2. Where the purchaser of an automobile truck, title to which had been retained by the seller as security for the purchase-money, had loaned the truck to a third person for the purpose only of being driven by this person and this person had no right, title or interest whatsoever, either legal or equitable, in the truck, and where the truck, while_ it was in possession of this person, was levied on under a proceeding in attachment against him and was sold pursuant to these proceedings under a so-called “short-order sale” of property which is perishable or expensive to keep as provided in Code 1933, § 39-1203, a purchaser of the truck at this sale acquired no right, title, or interest whatsoever in the property as against the title of the seller which had been retained under a retention-of-title contract, where the seller had not in some manner become estopped from asserting his title.

*431Decided June 8, 1936. Conyers & Gowen, Woodruff & Ward, for plaintiff.
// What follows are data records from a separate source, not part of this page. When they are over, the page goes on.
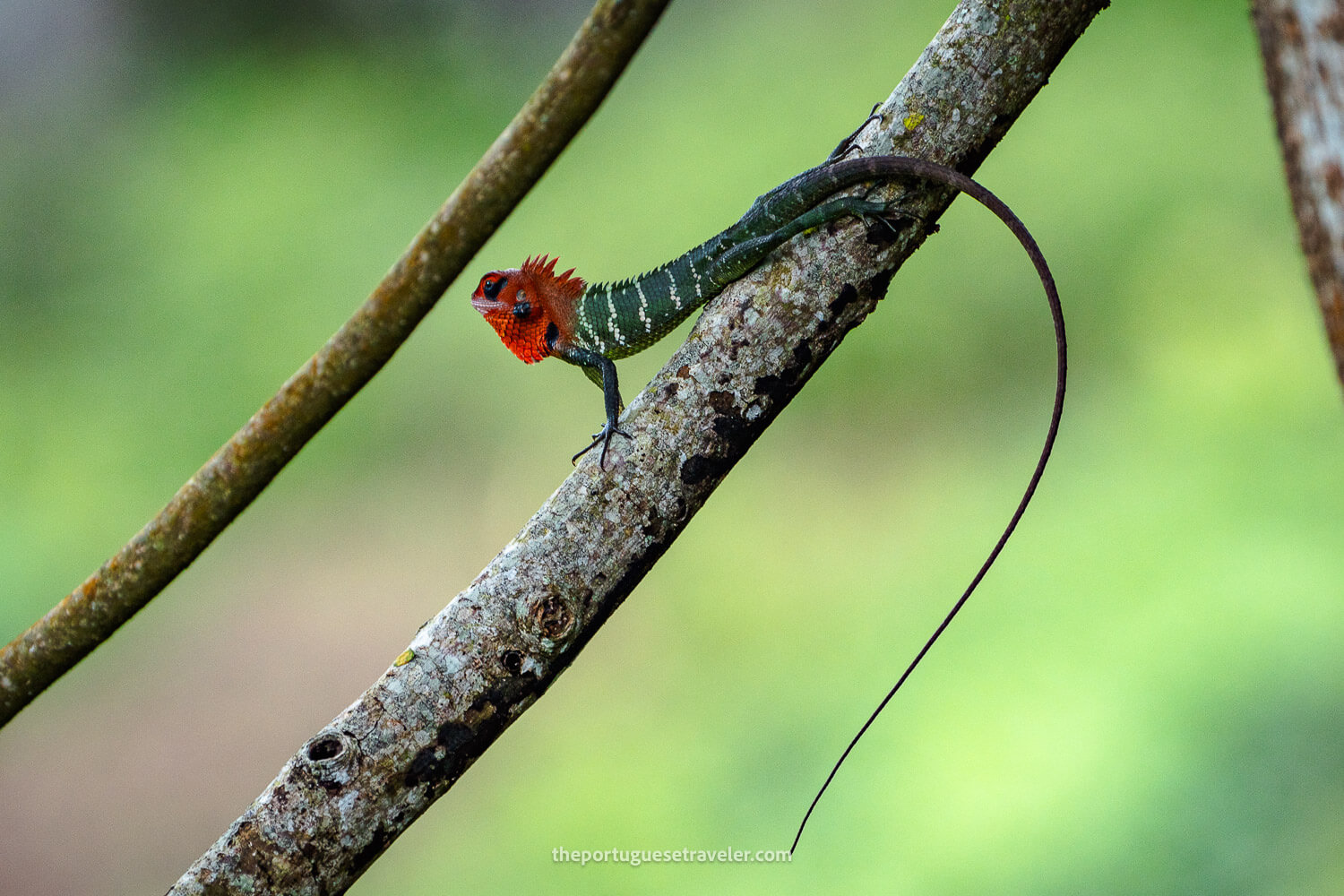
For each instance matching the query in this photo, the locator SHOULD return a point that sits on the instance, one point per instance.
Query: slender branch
(357, 785)
(1303, 46)
(250, 460)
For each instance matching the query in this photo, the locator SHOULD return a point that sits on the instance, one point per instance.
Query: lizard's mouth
(486, 306)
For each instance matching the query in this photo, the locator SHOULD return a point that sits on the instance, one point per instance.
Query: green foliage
(1144, 696)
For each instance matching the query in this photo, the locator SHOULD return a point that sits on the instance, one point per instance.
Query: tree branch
(495, 649)
(250, 460)
(1303, 46)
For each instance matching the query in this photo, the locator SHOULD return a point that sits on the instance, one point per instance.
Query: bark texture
(499, 645)
(258, 452)
(1303, 46)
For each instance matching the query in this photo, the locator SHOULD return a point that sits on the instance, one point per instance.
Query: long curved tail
(827, 179)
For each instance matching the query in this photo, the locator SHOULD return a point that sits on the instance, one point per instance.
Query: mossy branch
(254, 455)
(470, 670)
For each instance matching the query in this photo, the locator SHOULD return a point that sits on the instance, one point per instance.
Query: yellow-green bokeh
(1144, 697)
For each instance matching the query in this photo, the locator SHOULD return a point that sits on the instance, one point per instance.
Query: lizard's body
(539, 314)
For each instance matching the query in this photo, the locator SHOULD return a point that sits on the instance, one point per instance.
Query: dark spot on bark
(847, 296)
(460, 742)
(699, 468)
(373, 849)
(771, 389)
(325, 748)
(553, 618)
(723, 402)
(513, 661)
(734, 429)
(1335, 180)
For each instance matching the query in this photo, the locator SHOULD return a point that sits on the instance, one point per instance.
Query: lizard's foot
(605, 440)
(847, 145)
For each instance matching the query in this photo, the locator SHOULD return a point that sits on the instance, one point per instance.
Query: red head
(530, 306)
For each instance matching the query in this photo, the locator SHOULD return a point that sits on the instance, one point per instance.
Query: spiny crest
(559, 285)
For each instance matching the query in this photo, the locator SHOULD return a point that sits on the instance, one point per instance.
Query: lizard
(539, 314)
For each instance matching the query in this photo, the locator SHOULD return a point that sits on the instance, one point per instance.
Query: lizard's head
(529, 306)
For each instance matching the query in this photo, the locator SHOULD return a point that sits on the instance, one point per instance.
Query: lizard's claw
(605, 440)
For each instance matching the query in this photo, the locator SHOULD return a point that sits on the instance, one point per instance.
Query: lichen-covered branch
(1303, 46)
(500, 643)
(250, 460)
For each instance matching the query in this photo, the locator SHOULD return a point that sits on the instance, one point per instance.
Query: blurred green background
(1145, 694)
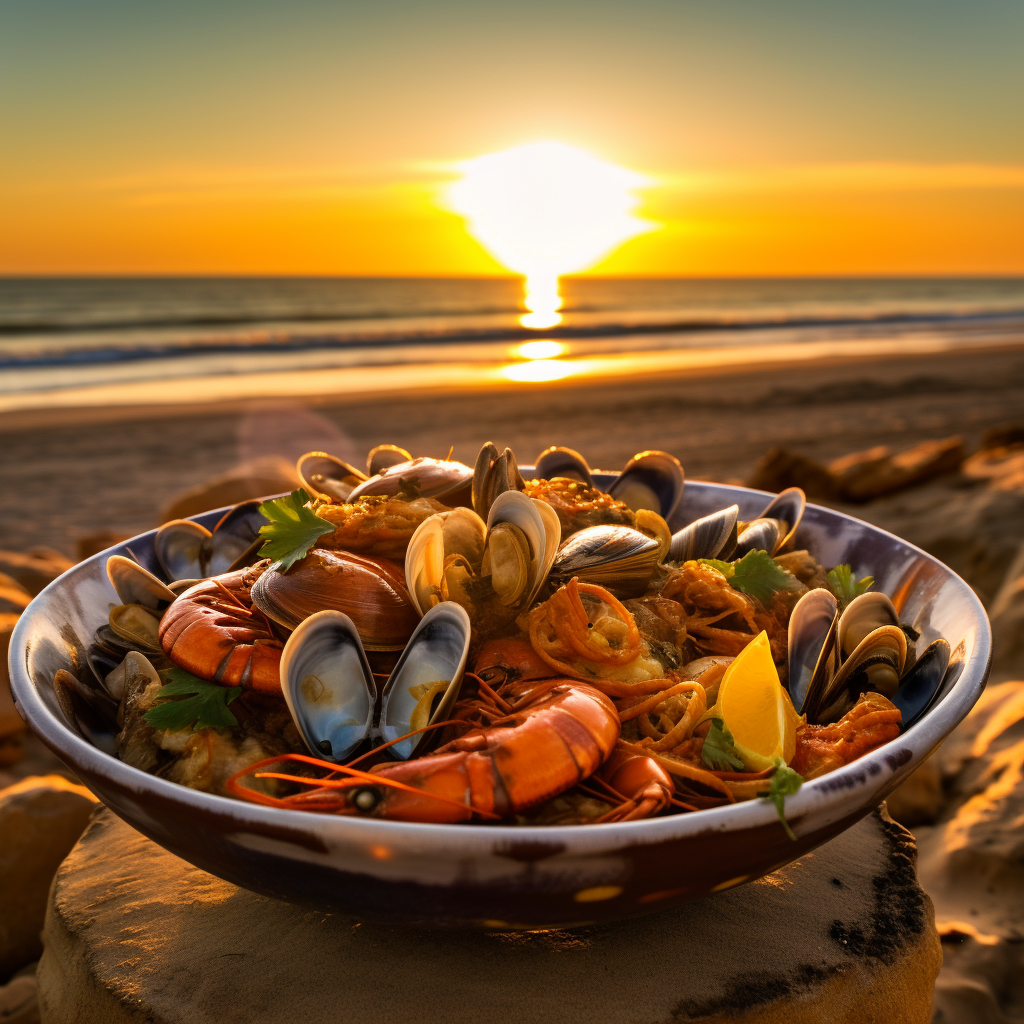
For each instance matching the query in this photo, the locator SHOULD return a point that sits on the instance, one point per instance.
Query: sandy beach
(72, 472)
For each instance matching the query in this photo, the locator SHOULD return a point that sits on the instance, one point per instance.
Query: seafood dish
(422, 640)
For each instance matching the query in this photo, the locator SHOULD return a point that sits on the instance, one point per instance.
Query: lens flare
(545, 210)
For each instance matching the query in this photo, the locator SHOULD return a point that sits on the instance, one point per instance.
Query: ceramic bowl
(503, 877)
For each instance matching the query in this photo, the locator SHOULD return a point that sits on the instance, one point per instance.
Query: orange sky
(247, 139)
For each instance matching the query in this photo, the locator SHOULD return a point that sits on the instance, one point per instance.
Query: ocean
(100, 340)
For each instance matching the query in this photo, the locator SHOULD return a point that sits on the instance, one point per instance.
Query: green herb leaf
(784, 782)
(719, 751)
(757, 574)
(205, 704)
(846, 587)
(292, 529)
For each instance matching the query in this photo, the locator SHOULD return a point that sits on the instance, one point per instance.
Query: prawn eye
(366, 800)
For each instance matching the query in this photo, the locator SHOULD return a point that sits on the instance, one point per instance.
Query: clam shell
(435, 654)
(920, 685)
(328, 477)
(371, 591)
(787, 507)
(384, 456)
(135, 585)
(813, 626)
(711, 537)
(616, 557)
(440, 478)
(652, 480)
(556, 461)
(328, 684)
(759, 535)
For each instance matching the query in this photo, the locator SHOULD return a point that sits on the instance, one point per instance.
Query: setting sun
(545, 210)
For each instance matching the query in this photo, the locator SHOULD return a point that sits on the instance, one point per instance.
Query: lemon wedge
(756, 709)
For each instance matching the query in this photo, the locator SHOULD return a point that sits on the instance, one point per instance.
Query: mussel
(330, 690)
(371, 591)
(836, 657)
(187, 551)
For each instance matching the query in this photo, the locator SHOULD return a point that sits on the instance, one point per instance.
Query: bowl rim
(814, 796)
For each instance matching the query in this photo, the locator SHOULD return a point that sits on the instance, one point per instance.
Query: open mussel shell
(328, 477)
(135, 585)
(876, 665)
(620, 558)
(652, 480)
(136, 627)
(443, 479)
(811, 646)
(787, 508)
(328, 684)
(97, 726)
(371, 591)
(710, 537)
(555, 461)
(385, 456)
(425, 683)
(178, 545)
(759, 535)
(919, 688)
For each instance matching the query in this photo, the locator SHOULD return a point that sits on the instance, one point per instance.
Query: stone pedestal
(136, 935)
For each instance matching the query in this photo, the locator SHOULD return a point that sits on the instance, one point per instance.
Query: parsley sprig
(784, 782)
(846, 586)
(757, 574)
(292, 528)
(205, 705)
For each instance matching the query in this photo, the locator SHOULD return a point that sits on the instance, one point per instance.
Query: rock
(34, 569)
(780, 468)
(972, 863)
(843, 935)
(919, 799)
(10, 721)
(254, 479)
(41, 818)
(864, 475)
(19, 1000)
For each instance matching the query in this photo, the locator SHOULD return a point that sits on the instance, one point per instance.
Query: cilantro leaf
(719, 751)
(784, 782)
(757, 574)
(846, 586)
(292, 529)
(205, 704)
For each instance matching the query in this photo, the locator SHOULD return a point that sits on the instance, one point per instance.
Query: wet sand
(67, 473)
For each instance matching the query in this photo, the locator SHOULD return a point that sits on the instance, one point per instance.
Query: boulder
(134, 934)
(41, 818)
(864, 475)
(255, 479)
(34, 569)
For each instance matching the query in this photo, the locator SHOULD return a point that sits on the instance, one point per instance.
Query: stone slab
(133, 934)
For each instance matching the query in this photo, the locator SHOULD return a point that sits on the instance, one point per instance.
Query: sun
(547, 209)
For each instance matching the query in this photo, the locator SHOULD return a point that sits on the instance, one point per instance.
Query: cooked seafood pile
(432, 642)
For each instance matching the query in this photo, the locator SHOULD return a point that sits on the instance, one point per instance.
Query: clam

Paul J. Varner, for defendant.

3. In a suit in trover to recover for a conversion of a truck brought by the seller against a person who had purchased the truck at a short-order sale had pursuant to the attachment proceedings, where the evidence authorized a finding that the facts were as indicated in paragraph 2 above, a verdict for the plaintiff was authorized, and the court erred in directing a verdict for the defendant.

4. Any knowledge, if any, which the plaintiff .may have had as to the pendency of the attachment proceedings against the truck before the truck was sold pursuant to the attachment, and any knowledge, if any, which the plaintiff may have had of the sale of the truck pursuant to the attachment proceedings and of its purchase at this sale by the defendant, or a failure of the plaintiff to file a claim to the property, does not, where it does not appear that the plaintiff’s knowledge of the pendency of such attachment proceedings and the levy and sale of the property thereunder was communicated to the defendant, and where it does not appear that the defendant was by such knowledge and conduct of the plaintiff misled into the belief that the plaintiff was consenting to the sale at which the defendant bought the property, amount to an estoppel against the plaintiff to institute the proceedings in trover against the defendant.

5. An extra-judicial statement made by the defendant in the attachment to the effect that the truck belonged to him was mere hearsay and had no probative value as against the plaintiff as tending to establish any right, title or interest whatsoever in the truck in the defendant. It was error for the court to admit this testimony.

6. The court having erred in admitting the testimony referred to and in directing a verdict for the defendant, it was error to overrule the plaintiff’s motion for new trial.

Judgment reversed.

Jenkins, P. J., and Sutton, J., concur.